Accuracy: 0.8524590163934426
F1: 0.8732394366197183
Precision: 0.8157894736842105
Recall: 0.9393939393939394
AUC: 0.8446969696969697


So the l1-regularized model performs better than the default l2-regularized one. But how much is it due to the fact that I have also changed the solver from the default `lbfgs` to `saga`?

In [39]:
l2_saga_regression = LogisticRegression(max_iter=10000, penalty="l2", solver="saga")
l2_saga_regression.fit(train_x, train_y)

print_metrics(l2_saga_regression, test_x, test_y)
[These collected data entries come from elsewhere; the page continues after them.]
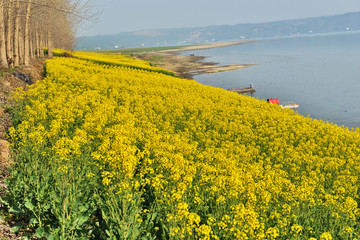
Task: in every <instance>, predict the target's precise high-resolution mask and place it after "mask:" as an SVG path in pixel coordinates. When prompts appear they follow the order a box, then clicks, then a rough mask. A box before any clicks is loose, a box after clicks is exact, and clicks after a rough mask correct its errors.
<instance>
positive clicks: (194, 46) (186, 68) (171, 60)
mask: <svg viewBox="0 0 360 240" xmlns="http://www.w3.org/2000/svg"><path fill="white" fill-rule="evenodd" d="M248 42H249V41H233V42H218V43H205V44H200V45H194V46H186V47H183V48H181V49H171V50H162V51H154V52H147V53H146V54H143V55H141V54H140V55H138V56H137V57H138V58H140V59H143V60H146V61H149V62H151V63H152V64H153V65H156V66H158V67H162V68H165V69H169V70H172V71H174V72H175V74H176V76H178V77H182V78H187V79H192V78H193V76H195V75H199V74H204V73H218V72H226V71H232V70H237V69H241V68H246V67H248V66H251V65H254V64H231V65H219V64H218V63H215V62H207V61H204V60H205V57H204V56H194V55H191V56H190V55H188V56H184V55H180V53H181V52H183V51H195V50H203V49H209V48H219V47H227V46H233V45H239V44H244V43H248Z"/></svg>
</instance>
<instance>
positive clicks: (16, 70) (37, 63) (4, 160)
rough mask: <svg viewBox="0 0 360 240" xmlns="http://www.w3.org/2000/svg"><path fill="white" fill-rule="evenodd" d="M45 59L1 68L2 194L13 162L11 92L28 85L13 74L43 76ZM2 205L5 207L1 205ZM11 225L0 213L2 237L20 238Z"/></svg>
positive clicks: (5, 189)
mask: <svg viewBox="0 0 360 240" xmlns="http://www.w3.org/2000/svg"><path fill="white" fill-rule="evenodd" d="M44 60H45V59H36V60H34V61H32V63H31V64H30V66H28V67H21V68H16V69H15V70H10V69H0V194H4V192H5V190H6V188H7V186H6V184H5V179H6V178H7V177H8V175H9V172H8V168H9V166H10V165H11V163H12V160H11V157H10V149H9V142H8V141H7V139H6V132H7V131H8V129H9V128H10V127H11V118H10V115H9V112H8V110H7V109H8V108H10V107H11V101H10V95H11V92H13V91H15V90H16V89H17V88H19V87H21V88H24V89H26V88H27V87H28V85H27V84H26V83H25V82H24V81H22V80H21V79H19V78H17V77H16V76H14V75H13V73H14V72H22V73H24V74H28V75H29V76H30V78H31V79H32V80H33V81H36V80H39V79H42V78H43V66H44ZM0 207H3V206H2V205H0ZM10 228H11V226H9V225H8V224H7V223H6V222H5V221H4V217H3V216H1V215H0V239H4V240H5V239H10V240H12V239H20V236H16V235H15V234H13V233H11V232H10Z"/></svg>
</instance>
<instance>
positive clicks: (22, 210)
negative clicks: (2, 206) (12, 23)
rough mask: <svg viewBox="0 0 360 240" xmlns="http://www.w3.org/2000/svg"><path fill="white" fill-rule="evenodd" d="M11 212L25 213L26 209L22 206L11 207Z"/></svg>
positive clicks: (18, 214) (17, 214)
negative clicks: (23, 209)
mask: <svg viewBox="0 0 360 240" xmlns="http://www.w3.org/2000/svg"><path fill="white" fill-rule="evenodd" d="M9 212H10V213H13V214H15V215H19V214H22V213H24V211H23V210H22V209H21V208H19V207H17V206H15V207H11V208H10V209H9Z"/></svg>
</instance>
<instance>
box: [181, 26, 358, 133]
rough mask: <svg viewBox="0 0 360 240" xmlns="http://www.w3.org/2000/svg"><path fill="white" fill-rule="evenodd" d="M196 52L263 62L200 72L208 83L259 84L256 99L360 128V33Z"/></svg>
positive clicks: (318, 118) (245, 60) (328, 119)
mask: <svg viewBox="0 0 360 240" xmlns="http://www.w3.org/2000/svg"><path fill="white" fill-rule="evenodd" d="M192 53H194V54H196V55H203V56H207V57H208V58H207V59H206V61H214V62H218V63H220V64H258V65H255V66H251V67H249V68H245V69H240V70H236V71H231V72H224V73H216V74H203V75H198V76H195V77H194V79H195V80H196V81H198V82H200V83H202V84H206V85H210V86H214V87H220V88H224V89H229V88H241V87H247V86H249V84H250V83H253V84H254V86H255V89H256V93H255V94H254V95H253V96H254V97H255V98H259V99H267V98H279V100H280V103H285V102H296V103H298V104H300V108H299V109H298V110H297V111H298V112H299V113H300V114H302V115H304V116H308V115H310V117H312V118H316V119H322V120H324V121H329V122H333V123H335V124H337V125H340V126H341V125H344V126H346V127H348V128H357V127H360V32H352V33H344V34H332V35H326V36H313V37H294V38H283V39H271V40H269V39H268V40H259V41H257V42H252V43H246V44H242V45H237V46H229V47H223V48H214V49H208V50H201V51H193V52H192ZM184 54H189V52H187V53H184Z"/></svg>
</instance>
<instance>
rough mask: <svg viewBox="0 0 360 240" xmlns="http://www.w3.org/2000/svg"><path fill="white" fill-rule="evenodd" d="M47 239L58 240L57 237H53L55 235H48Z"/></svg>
mask: <svg viewBox="0 0 360 240" xmlns="http://www.w3.org/2000/svg"><path fill="white" fill-rule="evenodd" d="M47 239H48V240H58V239H59V236H57V235H55V234H50V235H49V237H48V238H47Z"/></svg>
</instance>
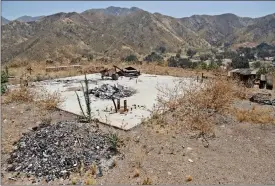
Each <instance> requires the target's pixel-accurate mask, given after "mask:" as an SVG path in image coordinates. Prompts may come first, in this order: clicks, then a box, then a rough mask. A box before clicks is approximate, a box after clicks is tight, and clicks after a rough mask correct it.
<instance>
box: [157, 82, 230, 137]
mask: <svg viewBox="0 0 275 186" xmlns="http://www.w3.org/2000/svg"><path fill="white" fill-rule="evenodd" d="M159 93H160V96H159V97H158V104H157V107H156V109H155V111H156V112H157V113H159V114H162V116H161V117H159V116H158V118H157V122H155V123H158V124H165V123H166V125H167V123H174V125H176V124H180V125H183V124H184V125H185V126H187V127H189V128H190V129H193V130H199V131H200V132H201V133H202V134H207V133H212V132H213V124H214V123H215V122H217V121H216V120H215V119H216V118H215V113H223V112H225V111H227V110H228V109H229V108H230V104H231V102H232V101H233V99H234V95H233V93H234V89H233V82H231V81H226V80H224V79H222V78H220V79H210V80H206V81H205V82H204V83H198V82H196V81H195V80H190V81H189V82H186V81H185V82H183V81H181V82H179V83H178V84H176V87H175V88H173V89H169V88H167V87H160V88H159ZM171 115H172V117H171ZM154 117H155V118H156V115H154ZM159 118H161V119H159ZM153 119H154V118H153ZM168 119H169V122H168ZM163 121H166V122H163ZM169 126H173V125H171V124H170V125H169Z"/></svg>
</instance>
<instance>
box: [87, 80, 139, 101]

Accuracy: 0.8524590163934426
F1: 0.8732394366197183
Precision: 0.8157894736842105
Recall: 0.9393939393939394
AUC: 0.8446969696969697


What about elasticnet penalty?

In [40]:
elasticnet_regression = LogisticRegression(max_iter=10000, penalty="elasticnet", solver="saga", l1_ratio=0.5)
elasticnet_regression.fit(train_x, train_y)

print_metrics(elasticnet_regression, test_x, test_y)
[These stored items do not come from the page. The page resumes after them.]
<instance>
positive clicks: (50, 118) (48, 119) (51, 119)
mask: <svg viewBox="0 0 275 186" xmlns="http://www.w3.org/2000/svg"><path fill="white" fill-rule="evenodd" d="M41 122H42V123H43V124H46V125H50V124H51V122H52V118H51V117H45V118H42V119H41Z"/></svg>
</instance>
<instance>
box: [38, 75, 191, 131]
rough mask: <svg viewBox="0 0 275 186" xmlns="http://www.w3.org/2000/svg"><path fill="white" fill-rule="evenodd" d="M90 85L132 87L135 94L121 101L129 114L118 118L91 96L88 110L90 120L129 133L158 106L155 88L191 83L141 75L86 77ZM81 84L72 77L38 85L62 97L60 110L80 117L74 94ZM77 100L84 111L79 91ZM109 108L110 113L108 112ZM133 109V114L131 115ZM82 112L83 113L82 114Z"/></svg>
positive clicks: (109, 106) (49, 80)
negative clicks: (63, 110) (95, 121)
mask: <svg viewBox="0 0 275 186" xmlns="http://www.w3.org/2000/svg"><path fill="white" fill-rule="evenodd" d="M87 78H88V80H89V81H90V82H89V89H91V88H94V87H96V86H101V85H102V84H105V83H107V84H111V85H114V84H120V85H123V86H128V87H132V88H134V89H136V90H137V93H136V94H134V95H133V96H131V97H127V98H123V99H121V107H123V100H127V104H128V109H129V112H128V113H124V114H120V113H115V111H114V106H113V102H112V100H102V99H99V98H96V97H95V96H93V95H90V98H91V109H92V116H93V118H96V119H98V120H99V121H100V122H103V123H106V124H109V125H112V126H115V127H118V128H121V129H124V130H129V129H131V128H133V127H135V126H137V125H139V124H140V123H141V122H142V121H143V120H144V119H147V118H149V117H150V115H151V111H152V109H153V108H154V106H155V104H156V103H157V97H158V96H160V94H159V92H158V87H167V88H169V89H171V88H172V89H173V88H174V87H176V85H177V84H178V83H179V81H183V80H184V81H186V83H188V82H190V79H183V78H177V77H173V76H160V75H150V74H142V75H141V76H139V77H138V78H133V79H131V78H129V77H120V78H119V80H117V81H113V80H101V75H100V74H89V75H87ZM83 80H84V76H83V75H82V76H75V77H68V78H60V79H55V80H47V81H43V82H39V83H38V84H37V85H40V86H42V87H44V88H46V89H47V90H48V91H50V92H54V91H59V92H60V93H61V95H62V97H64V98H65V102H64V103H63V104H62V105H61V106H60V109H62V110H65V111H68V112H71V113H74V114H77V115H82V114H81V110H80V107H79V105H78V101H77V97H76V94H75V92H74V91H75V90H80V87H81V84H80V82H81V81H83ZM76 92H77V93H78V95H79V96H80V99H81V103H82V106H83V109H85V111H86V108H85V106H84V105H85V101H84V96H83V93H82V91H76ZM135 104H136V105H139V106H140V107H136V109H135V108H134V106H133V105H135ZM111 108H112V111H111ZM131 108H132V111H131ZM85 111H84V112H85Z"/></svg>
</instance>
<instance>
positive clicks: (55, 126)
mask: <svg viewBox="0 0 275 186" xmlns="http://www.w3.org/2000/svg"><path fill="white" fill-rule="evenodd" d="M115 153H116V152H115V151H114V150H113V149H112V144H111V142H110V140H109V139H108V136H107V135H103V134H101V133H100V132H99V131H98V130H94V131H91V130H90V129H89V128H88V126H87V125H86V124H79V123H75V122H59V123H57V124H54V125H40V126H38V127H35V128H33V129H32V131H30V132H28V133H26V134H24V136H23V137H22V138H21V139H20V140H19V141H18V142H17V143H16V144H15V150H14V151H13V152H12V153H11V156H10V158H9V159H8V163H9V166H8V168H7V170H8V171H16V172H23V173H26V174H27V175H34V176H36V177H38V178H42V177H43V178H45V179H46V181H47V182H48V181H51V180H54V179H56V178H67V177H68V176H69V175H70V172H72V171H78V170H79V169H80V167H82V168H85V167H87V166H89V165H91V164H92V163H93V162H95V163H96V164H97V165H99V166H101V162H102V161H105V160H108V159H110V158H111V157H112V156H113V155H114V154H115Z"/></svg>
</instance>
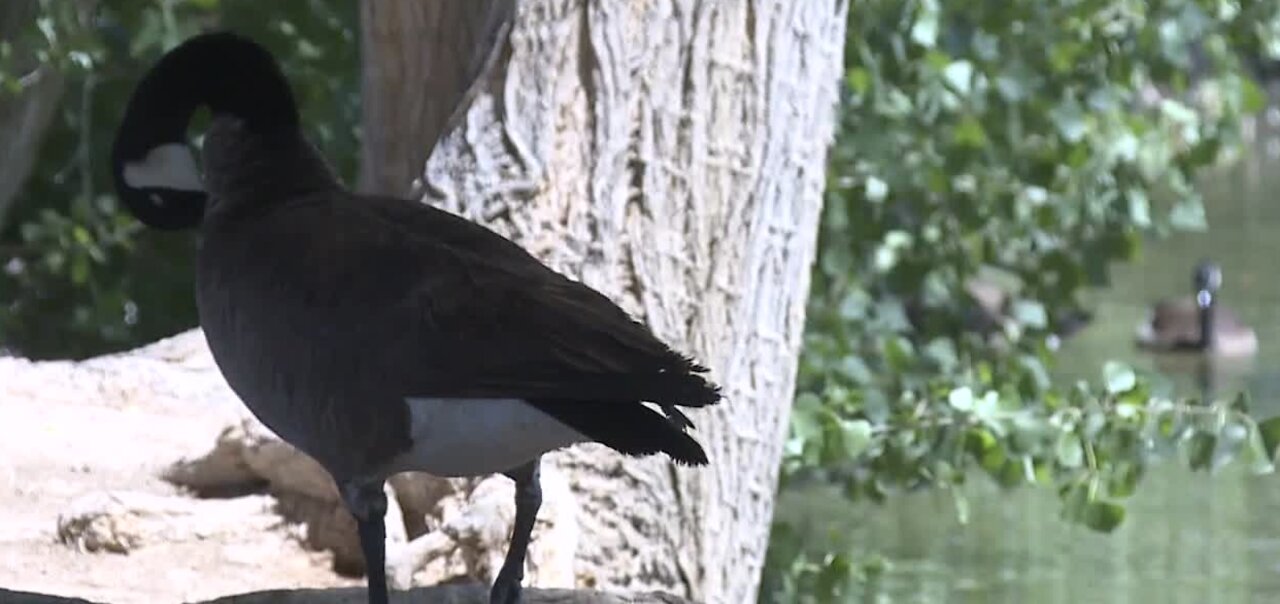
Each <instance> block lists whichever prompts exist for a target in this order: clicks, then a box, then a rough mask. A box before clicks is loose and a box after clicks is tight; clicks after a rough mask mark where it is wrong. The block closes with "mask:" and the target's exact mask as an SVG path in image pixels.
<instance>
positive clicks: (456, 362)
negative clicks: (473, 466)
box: [362, 198, 719, 406]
Accuracy: 0.8524590163934426
F1: 0.8732394366197183
Precision: 0.8157894736842105
Recall: 0.9393939393939394
AUC: 0.8446969696969697


So it seems that the regularization type has no effect on the result. What about stronger and weaker regularization?

In [41]:
l2_stronger_regression = LogisticRegression(max_iter=10000, penalty="l2", solver="saga", C=0.1)
l2_stronger_regression.fit(train_x, train_y)

print("Stronger Regularization:")
print_metrics(l2_stronger_regression, test_x, test_y)

Stronger Regularization:
Accuracy: 0.8524590163934426
F1: 0.8732394366197183
Precision: 0.8157894736842105
Recall: 0.9393939393939394
AUC: 0.8446969696969697


In [42]:
l2_weaker_regression = LogisticRegression(max_iter=10000, penalty="l2", solver="saga", C=100)
l2_weaker_regression.fit(train_x, train_y)
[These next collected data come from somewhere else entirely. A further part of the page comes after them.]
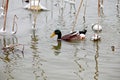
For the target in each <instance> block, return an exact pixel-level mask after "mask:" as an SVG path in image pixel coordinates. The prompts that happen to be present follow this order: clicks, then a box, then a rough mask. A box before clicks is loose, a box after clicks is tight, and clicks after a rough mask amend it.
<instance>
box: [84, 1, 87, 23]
mask: <svg viewBox="0 0 120 80" xmlns="http://www.w3.org/2000/svg"><path fill="white" fill-rule="evenodd" d="M86 6H87V0H86V2H85V8H84V16H83V21H84V22H83V23H85V22H86V20H85V14H86Z"/></svg>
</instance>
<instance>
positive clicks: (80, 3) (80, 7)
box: [72, 0, 83, 31]
mask: <svg viewBox="0 0 120 80" xmlns="http://www.w3.org/2000/svg"><path fill="white" fill-rule="evenodd" d="M82 3H83V0H81V2H80V5H79V8H78V11H77V14H76V16H75V22H74V25H73V28H72V31H74V28H75V25H76V22H77V19H78V15H79V12H80V9H81V6H82Z"/></svg>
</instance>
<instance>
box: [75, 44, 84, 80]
mask: <svg viewBox="0 0 120 80" xmlns="http://www.w3.org/2000/svg"><path fill="white" fill-rule="evenodd" d="M75 48H76V50H75V52H74V57H75V58H76V59H75V60H74V62H75V63H76V64H77V65H78V68H79V71H78V72H74V73H75V74H76V75H77V76H78V77H79V78H80V80H83V78H82V77H81V76H80V75H79V73H80V72H82V71H84V68H83V67H82V66H81V64H80V63H79V62H78V61H79V60H80V59H77V53H78V48H77V47H76V46H75Z"/></svg>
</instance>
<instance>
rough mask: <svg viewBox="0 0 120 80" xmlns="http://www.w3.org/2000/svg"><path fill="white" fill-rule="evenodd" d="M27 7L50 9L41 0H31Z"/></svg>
mask: <svg viewBox="0 0 120 80" xmlns="http://www.w3.org/2000/svg"><path fill="white" fill-rule="evenodd" d="M24 8H25V9H29V10H48V9H47V8H46V7H44V6H43V5H42V4H41V3H40V2H39V0H35V1H33V0H32V1H30V2H29V4H27V5H26V6H24Z"/></svg>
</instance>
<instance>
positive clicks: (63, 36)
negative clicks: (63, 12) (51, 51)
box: [50, 29, 87, 41]
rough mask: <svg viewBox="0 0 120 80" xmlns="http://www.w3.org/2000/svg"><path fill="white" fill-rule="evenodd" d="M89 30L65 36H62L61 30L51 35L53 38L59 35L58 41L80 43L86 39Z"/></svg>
mask: <svg viewBox="0 0 120 80" xmlns="http://www.w3.org/2000/svg"><path fill="white" fill-rule="evenodd" d="M86 32H87V30H84V31H74V32H72V33H69V34H66V35H64V36H62V33H61V31H60V30H58V29H57V30H55V31H54V32H53V33H52V34H51V36H50V37H51V38H52V37H54V36H55V35H57V36H58V37H57V40H65V41H79V40H82V39H84V38H85V34H86Z"/></svg>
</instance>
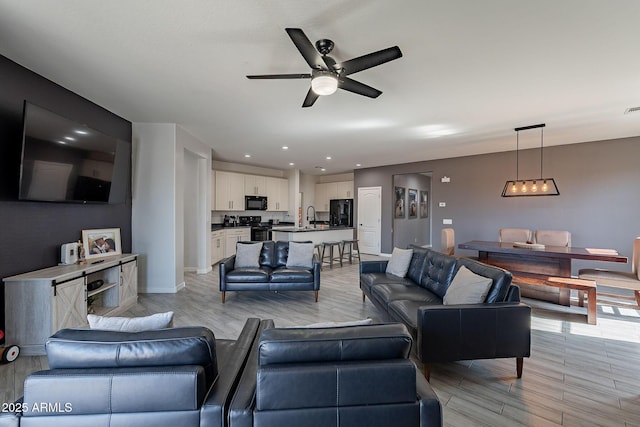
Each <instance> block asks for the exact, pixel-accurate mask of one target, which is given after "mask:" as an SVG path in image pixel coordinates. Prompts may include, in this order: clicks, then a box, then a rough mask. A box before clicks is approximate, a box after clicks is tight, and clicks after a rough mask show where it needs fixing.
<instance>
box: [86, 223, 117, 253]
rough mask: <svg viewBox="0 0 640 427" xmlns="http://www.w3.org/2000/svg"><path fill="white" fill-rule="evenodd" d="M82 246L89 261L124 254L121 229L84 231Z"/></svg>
mask: <svg viewBox="0 0 640 427" xmlns="http://www.w3.org/2000/svg"><path fill="white" fill-rule="evenodd" d="M82 245H83V246H84V252H85V258H86V259H87V260H89V259H94V258H102V257H106V256H112V255H121V254H122V243H121V240H120V229H119V228H99V229H93V230H82Z"/></svg>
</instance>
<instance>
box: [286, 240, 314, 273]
mask: <svg viewBox="0 0 640 427" xmlns="http://www.w3.org/2000/svg"><path fill="white" fill-rule="evenodd" d="M289 267H304V268H313V243H311V242H309V243H307V242H304V243H303V242H289V255H288V256H287V268H289Z"/></svg>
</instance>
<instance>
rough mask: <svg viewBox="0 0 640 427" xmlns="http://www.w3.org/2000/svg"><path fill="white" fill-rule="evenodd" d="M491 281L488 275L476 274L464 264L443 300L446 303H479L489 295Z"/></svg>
mask: <svg viewBox="0 0 640 427" xmlns="http://www.w3.org/2000/svg"><path fill="white" fill-rule="evenodd" d="M491 283H492V280H491V279H489V278H488V277H484V276H480V275H479V274H475V273H474V272H472V271H471V270H469V269H468V268H467V267H465V266H464V265H463V266H461V267H460V268H459V269H458V272H457V273H456V275H455V277H454V278H453V281H452V282H451V285H450V286H449V288H448V289H447V293H446V294H445V295H444V298H443V299H442V302H443V304H444V305H452V304H479V303H481V302H484V300H485V298H486V297H487V294H488V293H489V288H490V287H491Z"/></svg>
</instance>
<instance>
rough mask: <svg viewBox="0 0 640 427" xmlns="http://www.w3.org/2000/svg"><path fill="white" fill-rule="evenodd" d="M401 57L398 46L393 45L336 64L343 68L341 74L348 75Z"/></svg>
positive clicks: (399, 49)
mask: <svg viewBox="0 0 640 427" xmlns="http://www.w3.org/2000/svg"><path fill="white" fill-rule="evenodd" d="M401 57H402V52H401V51H400V48H399V47H398V46H393V47H389V48H387V49H383V50H379V51H377V52H373V53H369V54H367V55H363V56H359V57H357V58H353V59H350V60H348V61H345V62H343V63H341V64H338V66H339V67H341V68H342V69H343V70H344V71H343V72H342V74H344V75H345V76H348V75H349V74H353V73H357V72H358V71H362V70H366V69H367V68H371V67H375V66H376V65H380V64H384V63H385V62H389V61H393V60H394V59H398V58H401Z"/></svg>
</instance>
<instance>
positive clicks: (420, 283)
mask: <svg viewBox="0 0 640 427" xmlns="http://www.w3.org/2000/svg"><path fill="white" fill-rule="evenodd" d="M411 248H412V249H413V256H412V258H411V262H410V264H409V270H408V272H407V275H406V277H404V278H401V277H397V276H393V275H391V274H387V273H386V272H385V271H386V267H387V263H388V261H387V260H381V261H363V262H362V263H360V288H361V290H362V299H363V301H364V300H365V298H366V297H368V298H369V300H370V301H371V302H372V303H373V304H374V305H375V306H376V307H378V308H379V309H380V311H382V312H383V313H384V314H385V316H386V319H385V320H388V321H392V322H402V323H404V324H405V325H406V326H407V328H408V330H409V332H410V333H411V335H412V336H413V338H414V340H415V341H416V343H417V345H416V346H415V354H416V357H417V358H418V360H420V362H421V363H422V364H423V368H424V375H425V377H426V378H427V379H429V375H430V364H431V363H434V362H448V361H456V360H474V359H493V358H502V357H515V358H516V374H517V377H518V378H520V377H521V376H522V366H523V358H524V357H529V356H530V350H531V308H530V307H529V306H527V305H525V304H522V303H521V302H520V290H519V288H518V287H517V286H515V285H512V284H511V273H509V272H508V271H506V270H503V269H501V268H498V267H493V266H490V265H487V264H483V263H480V262H478V261H475V260H472V259H468V258H460V257H455V256H450V255H445V254H442V253H440V252H436V251H434V250H431V249H428V248H422V247H418V246H411ZM462 265H464V266H466V267H467V268H468V269H469V270H471V271H472V272H474V273H476V274H479V275H481V276H484V277H488V278H491V280H492V284H491V287H490V288H489V293H488V295H487V297H486V299H485V301H484V302H483V303H480V304H461V305H444V304H443V302H442V300H443V297H444V295H445V293H446V291H447V289H448V287H449V285H450V284H451V282H452V280H453V278H454V276H455V274H456V272H457V271H458V269H459V268H460V267H461V266H462Z"/></svg>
print("Weaker Regularization:")
print_metrics(l2_weaker_regression, test_x, test_y)

Weaker Regularization:
Accuracy: 0.8524590163934426
F1: 0.8732394366197183
Precision: 0.8157894736842105
Recall: 0.9393939393939394
AUC: 0.8446969696969697


None of these changes (with a fixed max_iter and solver) have had any effect on the scores? Why does that happen?